System Integration — API, Data Migration, and Legacy Modernization

API integration (REST and GraphQL), data migration, platform consolidation, ETL and data pipelines, legacy modernization, and AI-powered integration. We integrate first, modernize incrementally, replace only when there's no alternative.

API + middleware
Legacy migration
MQ/ESB

Replacement is the most expensive, riskiest path.

Integration is almost always cheaper, faster, and lower-risk — when it’s done right. Done wrong, integration becomes a tangle of custom adapters that nobody dares touch. We design integration architecture that survives the people who built it: documented patterns, observable pipelines, and a roadmap from “integrated” to “consolidated” so you have an exit when the legacy system finally retires.

What’s included.

Map, architect, migrate, optimize.

PHASE 01 · 2–4 WEEKS
Map

Current-state integration topology, system inventory, data flows, technical debt assessment.

PHASE 02 · 3–6 WEEKS
Architect

Target-state design, integration patterns, observability plan, sequencing roadmap.

PHASE 03 · 8–32 WEEKS
Migrate

Phased implementation. Each system migrated, validated, cut over. Scope-dependent timeline.

PHASE 04 · ONGOING
Optimize

Pipeline monitoring, performance tuning, cost optimization, retirement of replaced systems.

Outcomes.

  • An integration architecture your team can maintain — documented, observable, no mystery adapters.
  • A roadmap from current state to target state with milestones, risk register, and exit criteria.
  • Continuous-monitoring tooling on every pipeline so failures surface before they become data quality incidents.

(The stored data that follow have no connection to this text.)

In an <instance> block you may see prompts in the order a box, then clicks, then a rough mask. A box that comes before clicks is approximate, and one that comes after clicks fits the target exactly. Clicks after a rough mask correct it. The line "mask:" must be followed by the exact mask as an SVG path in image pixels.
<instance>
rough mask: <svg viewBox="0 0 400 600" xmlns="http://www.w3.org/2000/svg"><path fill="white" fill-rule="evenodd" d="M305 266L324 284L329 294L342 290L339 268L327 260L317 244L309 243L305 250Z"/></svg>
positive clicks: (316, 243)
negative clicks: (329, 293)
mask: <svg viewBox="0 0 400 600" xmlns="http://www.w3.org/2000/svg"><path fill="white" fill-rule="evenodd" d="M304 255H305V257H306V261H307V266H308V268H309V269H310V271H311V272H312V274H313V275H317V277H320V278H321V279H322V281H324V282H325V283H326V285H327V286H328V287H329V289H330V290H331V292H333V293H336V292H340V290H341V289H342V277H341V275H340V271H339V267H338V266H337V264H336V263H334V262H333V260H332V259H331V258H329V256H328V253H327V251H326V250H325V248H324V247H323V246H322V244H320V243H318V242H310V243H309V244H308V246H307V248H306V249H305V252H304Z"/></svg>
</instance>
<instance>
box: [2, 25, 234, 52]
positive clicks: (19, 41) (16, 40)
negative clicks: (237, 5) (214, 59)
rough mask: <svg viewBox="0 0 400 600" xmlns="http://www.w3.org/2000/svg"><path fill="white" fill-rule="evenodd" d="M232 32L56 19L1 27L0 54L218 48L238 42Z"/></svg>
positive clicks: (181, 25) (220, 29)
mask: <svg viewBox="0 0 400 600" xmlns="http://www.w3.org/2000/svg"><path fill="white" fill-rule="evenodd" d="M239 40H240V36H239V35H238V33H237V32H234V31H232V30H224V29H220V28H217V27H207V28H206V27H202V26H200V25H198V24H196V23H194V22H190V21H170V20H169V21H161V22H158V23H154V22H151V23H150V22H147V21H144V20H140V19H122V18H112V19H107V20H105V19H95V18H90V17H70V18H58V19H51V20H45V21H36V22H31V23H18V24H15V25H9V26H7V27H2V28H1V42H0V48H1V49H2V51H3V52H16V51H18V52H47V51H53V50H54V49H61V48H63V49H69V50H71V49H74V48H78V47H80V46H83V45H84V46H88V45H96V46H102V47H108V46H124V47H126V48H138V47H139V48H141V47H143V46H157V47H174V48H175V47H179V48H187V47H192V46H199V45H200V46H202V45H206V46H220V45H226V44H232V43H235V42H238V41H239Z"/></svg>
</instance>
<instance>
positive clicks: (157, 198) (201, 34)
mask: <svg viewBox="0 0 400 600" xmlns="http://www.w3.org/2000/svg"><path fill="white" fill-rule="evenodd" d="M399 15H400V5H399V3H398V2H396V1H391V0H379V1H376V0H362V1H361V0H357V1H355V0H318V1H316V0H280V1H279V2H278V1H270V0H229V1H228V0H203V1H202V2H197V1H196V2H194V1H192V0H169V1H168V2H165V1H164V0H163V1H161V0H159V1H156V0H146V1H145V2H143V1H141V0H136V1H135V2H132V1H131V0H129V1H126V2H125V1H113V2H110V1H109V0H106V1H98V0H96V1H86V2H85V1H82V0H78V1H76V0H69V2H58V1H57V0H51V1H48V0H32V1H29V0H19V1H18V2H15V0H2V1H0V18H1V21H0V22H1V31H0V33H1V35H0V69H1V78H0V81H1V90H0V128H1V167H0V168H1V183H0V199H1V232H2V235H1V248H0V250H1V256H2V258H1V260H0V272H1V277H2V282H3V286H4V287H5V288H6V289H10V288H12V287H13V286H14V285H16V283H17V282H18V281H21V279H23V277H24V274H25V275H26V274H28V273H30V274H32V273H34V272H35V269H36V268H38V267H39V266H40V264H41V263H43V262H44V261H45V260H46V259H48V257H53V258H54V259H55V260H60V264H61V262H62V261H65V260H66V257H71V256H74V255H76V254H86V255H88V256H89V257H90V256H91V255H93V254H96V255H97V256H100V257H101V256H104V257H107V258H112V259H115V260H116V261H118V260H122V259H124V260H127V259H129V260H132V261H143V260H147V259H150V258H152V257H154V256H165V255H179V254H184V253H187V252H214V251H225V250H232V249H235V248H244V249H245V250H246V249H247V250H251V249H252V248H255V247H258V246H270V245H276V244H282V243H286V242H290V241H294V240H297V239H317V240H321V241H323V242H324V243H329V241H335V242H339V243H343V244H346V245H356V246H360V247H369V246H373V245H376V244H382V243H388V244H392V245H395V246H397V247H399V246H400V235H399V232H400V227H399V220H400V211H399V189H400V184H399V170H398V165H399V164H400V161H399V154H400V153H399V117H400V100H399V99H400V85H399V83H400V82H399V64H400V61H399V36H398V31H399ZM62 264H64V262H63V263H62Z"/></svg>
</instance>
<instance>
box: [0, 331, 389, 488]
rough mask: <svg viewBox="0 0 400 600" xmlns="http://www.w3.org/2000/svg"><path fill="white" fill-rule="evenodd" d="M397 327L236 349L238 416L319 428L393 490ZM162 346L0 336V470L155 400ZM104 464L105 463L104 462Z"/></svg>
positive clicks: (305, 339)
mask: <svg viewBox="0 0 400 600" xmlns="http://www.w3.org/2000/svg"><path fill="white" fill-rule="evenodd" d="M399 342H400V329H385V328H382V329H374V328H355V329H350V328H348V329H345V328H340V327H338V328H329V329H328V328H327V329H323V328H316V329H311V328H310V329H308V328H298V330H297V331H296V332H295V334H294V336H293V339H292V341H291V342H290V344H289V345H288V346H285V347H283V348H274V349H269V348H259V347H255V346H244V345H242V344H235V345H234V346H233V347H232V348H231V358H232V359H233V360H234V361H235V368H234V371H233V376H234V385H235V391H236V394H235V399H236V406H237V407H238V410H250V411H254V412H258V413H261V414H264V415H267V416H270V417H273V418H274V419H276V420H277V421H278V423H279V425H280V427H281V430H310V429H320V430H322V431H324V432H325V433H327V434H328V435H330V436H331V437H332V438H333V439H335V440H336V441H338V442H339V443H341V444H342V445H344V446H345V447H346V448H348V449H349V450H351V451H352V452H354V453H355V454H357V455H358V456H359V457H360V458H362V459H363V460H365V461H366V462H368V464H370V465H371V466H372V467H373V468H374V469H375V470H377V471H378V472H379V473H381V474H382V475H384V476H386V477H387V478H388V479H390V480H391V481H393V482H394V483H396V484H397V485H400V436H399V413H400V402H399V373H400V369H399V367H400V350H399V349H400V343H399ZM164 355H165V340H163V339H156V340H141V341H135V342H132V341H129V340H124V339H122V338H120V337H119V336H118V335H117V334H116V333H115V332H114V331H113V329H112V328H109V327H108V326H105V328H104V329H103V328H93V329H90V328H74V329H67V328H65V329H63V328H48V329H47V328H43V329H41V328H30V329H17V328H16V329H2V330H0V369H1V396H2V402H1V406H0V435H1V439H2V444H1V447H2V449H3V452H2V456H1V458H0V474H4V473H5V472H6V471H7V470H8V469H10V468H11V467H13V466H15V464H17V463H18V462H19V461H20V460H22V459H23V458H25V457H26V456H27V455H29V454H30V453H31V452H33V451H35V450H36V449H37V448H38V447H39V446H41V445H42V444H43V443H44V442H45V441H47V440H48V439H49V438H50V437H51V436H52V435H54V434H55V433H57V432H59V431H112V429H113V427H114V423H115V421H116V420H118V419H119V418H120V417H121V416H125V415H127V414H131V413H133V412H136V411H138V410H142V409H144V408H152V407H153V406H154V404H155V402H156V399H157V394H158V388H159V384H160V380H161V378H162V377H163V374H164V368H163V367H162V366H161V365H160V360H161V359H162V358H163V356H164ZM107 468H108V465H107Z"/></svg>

Frequently asked questions.

What integration platforms do you work with?
MuleSoft, Boomi, Workato, Tray, n8n, custom code. Selection is part of the assessment if you're tool-shopping.
Do you do data engineering as well?
Yes — Airflow, dbt, Fivetran, custom Spark/Databricks. Integration and data engineering live in the same team.
What's your stance on iPaaS vs. custom?
Pragmatic. iPaaS pays off for repeatable patterns; custom pays off for high-throughput or highly-specific flows. Most environments need both.
Can you integrate legacy mainframe?
Yes — through MQ, CICS Web Services, REST wrappers, or schema-on-read patterns depending on the system.
What about real-time vs. batch?
Both. Real-time via event streaming (Kafka, Kinesis, Pub/Sub); batch via scheduled pipelines. Selection per data flow, not as a global choice.